国会では24日、日本維新の会〝肝いり〟「副首都構想」関連法案をめぐる審議が参議院で行われ、与野党の攻防が大詰めを迎えている。

 自民党と維新による与党側は、午前中に同法案の成立を目指したが、立憲民主党を始めとした野党側が採決に応じなかった。

 立憲の鬼木誠氏は「参議院沖縄・北方問題および地方に関する特別委員会」で、維新が目指す「大阪都構想」の是非を問う住民投票と統一地方選挙を同時に行われないよう改めて強く要求した。

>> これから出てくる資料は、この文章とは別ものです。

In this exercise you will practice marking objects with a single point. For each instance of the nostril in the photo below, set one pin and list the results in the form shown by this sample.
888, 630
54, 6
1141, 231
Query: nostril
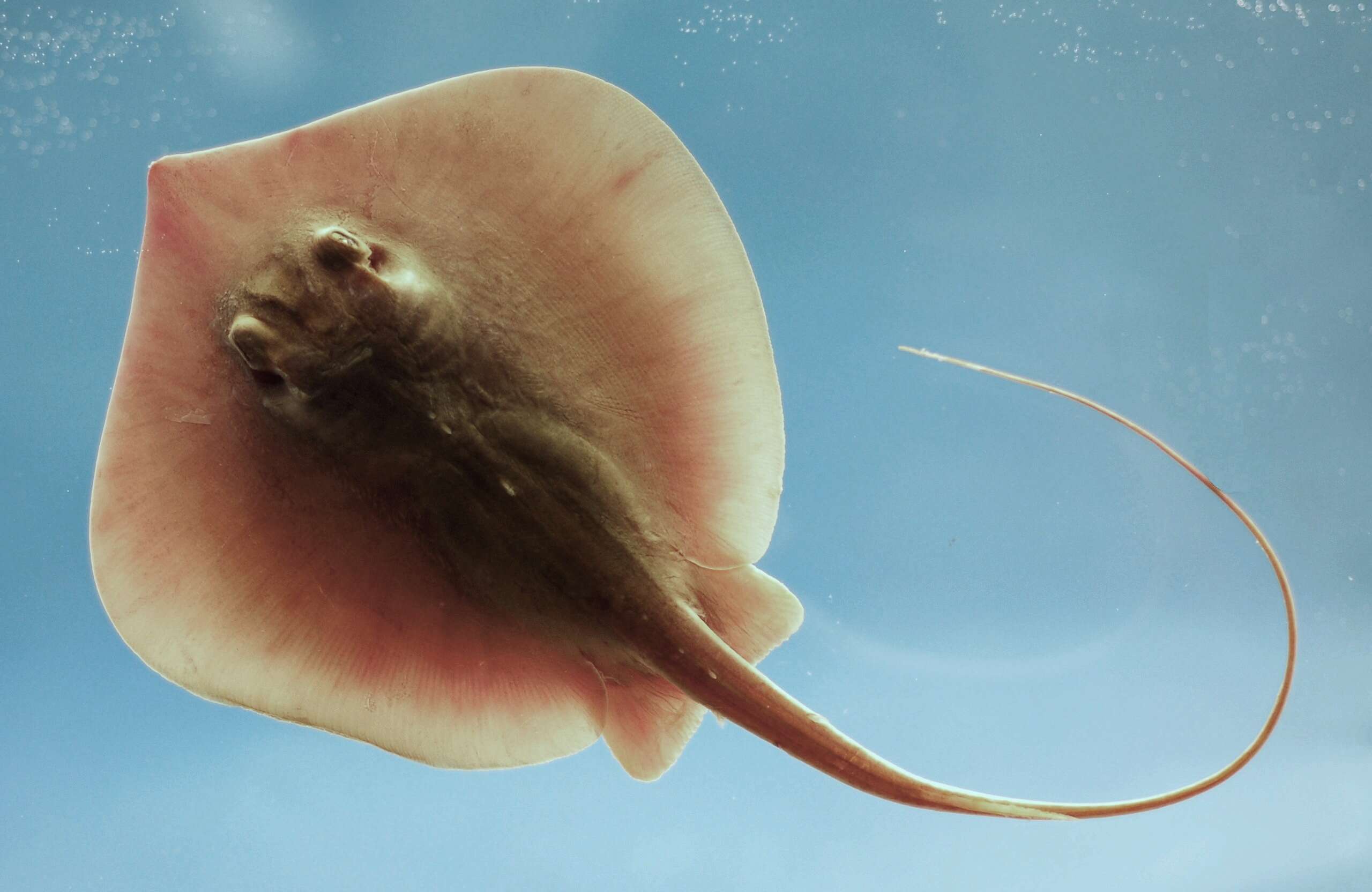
266, 379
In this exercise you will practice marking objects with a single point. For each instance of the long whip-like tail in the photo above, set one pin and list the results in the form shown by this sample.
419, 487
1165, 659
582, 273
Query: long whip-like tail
1101, 810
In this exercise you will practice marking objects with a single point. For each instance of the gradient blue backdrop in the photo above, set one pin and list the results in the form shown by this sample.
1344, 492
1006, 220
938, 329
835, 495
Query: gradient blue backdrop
1161, 205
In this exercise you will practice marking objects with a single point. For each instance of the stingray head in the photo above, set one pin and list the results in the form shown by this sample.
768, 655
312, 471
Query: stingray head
332, 334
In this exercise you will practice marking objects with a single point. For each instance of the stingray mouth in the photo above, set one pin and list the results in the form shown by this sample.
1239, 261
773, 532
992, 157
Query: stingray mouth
260, 349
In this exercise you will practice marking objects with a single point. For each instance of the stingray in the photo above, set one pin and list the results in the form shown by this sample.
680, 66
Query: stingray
450, 423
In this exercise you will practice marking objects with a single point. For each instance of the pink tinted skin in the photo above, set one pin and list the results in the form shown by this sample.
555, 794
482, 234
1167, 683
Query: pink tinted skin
361, 361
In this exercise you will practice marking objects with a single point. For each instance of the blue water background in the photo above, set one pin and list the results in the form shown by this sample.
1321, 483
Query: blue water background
1162, 205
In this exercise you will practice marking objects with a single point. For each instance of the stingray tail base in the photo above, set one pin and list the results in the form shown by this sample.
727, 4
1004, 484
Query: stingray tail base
719, 678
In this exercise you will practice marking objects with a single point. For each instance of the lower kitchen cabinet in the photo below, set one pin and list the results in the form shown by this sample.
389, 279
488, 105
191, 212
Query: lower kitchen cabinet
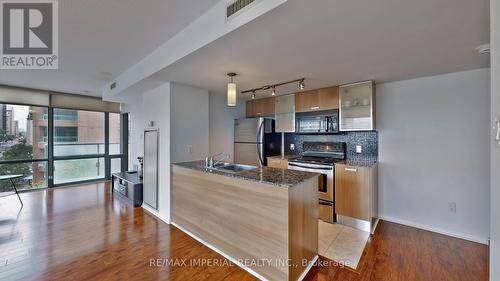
277, 162
356, 193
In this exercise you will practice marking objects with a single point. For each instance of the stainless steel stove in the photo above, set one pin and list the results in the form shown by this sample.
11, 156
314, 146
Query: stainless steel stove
320, 157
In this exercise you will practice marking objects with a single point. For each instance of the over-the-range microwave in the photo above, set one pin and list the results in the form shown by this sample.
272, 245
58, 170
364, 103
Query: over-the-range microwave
319, 122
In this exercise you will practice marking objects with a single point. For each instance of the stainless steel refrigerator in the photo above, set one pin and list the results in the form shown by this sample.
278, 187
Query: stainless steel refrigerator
255, 140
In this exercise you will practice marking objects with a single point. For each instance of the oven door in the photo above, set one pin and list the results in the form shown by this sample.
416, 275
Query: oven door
326, 179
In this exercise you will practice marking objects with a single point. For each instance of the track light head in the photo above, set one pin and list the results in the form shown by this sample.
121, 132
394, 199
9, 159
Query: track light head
302, 86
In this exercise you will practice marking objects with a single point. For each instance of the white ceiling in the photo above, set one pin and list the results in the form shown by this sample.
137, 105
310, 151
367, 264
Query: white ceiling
333, 41
99, 39
328, 41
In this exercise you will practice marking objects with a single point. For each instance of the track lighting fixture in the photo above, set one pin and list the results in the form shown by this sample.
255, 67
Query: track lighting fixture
302, 86
273, 87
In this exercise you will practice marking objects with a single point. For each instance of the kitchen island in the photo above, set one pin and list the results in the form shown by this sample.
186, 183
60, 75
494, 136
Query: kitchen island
265, 220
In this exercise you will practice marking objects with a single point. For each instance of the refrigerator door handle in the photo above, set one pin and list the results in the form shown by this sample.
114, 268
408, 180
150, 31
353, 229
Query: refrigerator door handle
259, 151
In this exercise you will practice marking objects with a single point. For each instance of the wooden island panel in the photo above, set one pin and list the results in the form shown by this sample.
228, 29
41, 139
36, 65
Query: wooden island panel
249, 220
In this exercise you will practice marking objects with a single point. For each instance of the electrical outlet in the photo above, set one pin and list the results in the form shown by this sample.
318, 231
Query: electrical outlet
452, 207
359, 149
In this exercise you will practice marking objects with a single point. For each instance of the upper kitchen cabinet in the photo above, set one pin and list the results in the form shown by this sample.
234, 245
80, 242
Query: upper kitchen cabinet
316, 100
260, 107
357, 106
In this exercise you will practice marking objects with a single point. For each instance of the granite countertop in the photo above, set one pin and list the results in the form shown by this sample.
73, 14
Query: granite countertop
274, 176
358, 162
130, 177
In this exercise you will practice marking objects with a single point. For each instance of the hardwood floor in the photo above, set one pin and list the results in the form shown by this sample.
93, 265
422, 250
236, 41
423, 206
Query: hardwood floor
83, 233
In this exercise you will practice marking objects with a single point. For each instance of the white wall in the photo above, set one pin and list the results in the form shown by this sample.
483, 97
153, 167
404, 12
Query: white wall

 これに維新の岩谷良平氏は「重複しないように最大限調整することが重要だと思います。やむを得ず、重複する場合は、自由公正を損なうことのないように検討して、有権者の混乱を防ぐため、政府において十分な周知などの取り組みをうながすことが重要だと考えています」と答えた。

 鬼木氏は岩谷氏が「やむを得ず重複する場合」と発言したことに触れて「維新として同日選挙を行いたいと意思表明されたのと一緒だ」との答弁が不十分だとして批判し、審議がストップした。

 その後、審議が再スタートされたのは当初の予定より数時間オーバーの午後5時40分。審議終了後には、参議院本会議が開かれて採決が行われる予定だ。

 永田町関係者は「参院自民党と立憲の国会対策委員長が会談を行い、野党側が主張した付帯決議を行うことで一致して特別委員会は再開されました。この関連法案採決も大筋で合意。その後は理事会、委員会を再開して討議、採決、付帯決議となる見通しで大詰めを迎えています」と語った。